Our Mission

 
The research studies the design of agile wireless networks that accommodate time variations in the communication channels, the information sources, and the network topology. The research will lead to design principles that, in addition to enabling more efficient use of the current cellular and PCS bands, will allow exploitation of frequency bands in the 10-100 GHz range to provide high-speed multimedia services for both indoor and outdoor applications. While the basic cellular paradigm of wireless access to a high-speed communication and computing backbone will be adhered to, nearly every other assumption in existing second-generation and projected third-generation cellular and PCS networks will be reexamined. Some of the significant differences from current designs are as follows. A dense network of base stations will provide connectivity despite the high path losses and sharp shadowing at higher frequency bands. Cells with well-defined boundaries may no longer exist, and mobile terminals will see a rapidly varying network topology.
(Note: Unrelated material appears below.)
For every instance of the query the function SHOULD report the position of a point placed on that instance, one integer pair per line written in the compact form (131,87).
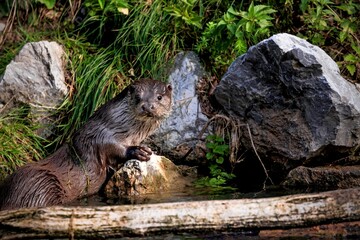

A variety of traffic classes, such as voice, data, and video, with diverse requirements regarding delay, loss, quality of reproduction, and number of potential receivers will be considered.
 

The integrated research effort is being conducted by five overlapping research teams of University of Illinois faculty investigators and their students, organized around the following interdisciplinary projects:
(1) Concept Systems, Modeling, and Performance Limits,
(2) Design Principles for Wireless Packet Networks,
(3) Design for Time-Varying Channels,
(4) Jointly Optimized Source Coding, Channel Coding, and Estimation, and
(5) VLSI Algorithms, Architectures, and Bounds.
The investigators are applying their expertise in digital signal processing, communication systems, networking, circuit design and control. A diverse array of methods will be applied, including modeling and simulation, application of adaptive and universal algorithm methodologies, exploitation of antenna arrays and polarization for diversity and beamforming, algebraic coding techniques, linear and nonlinear optimization techniques, information theory, and laboratory implementation and measurement.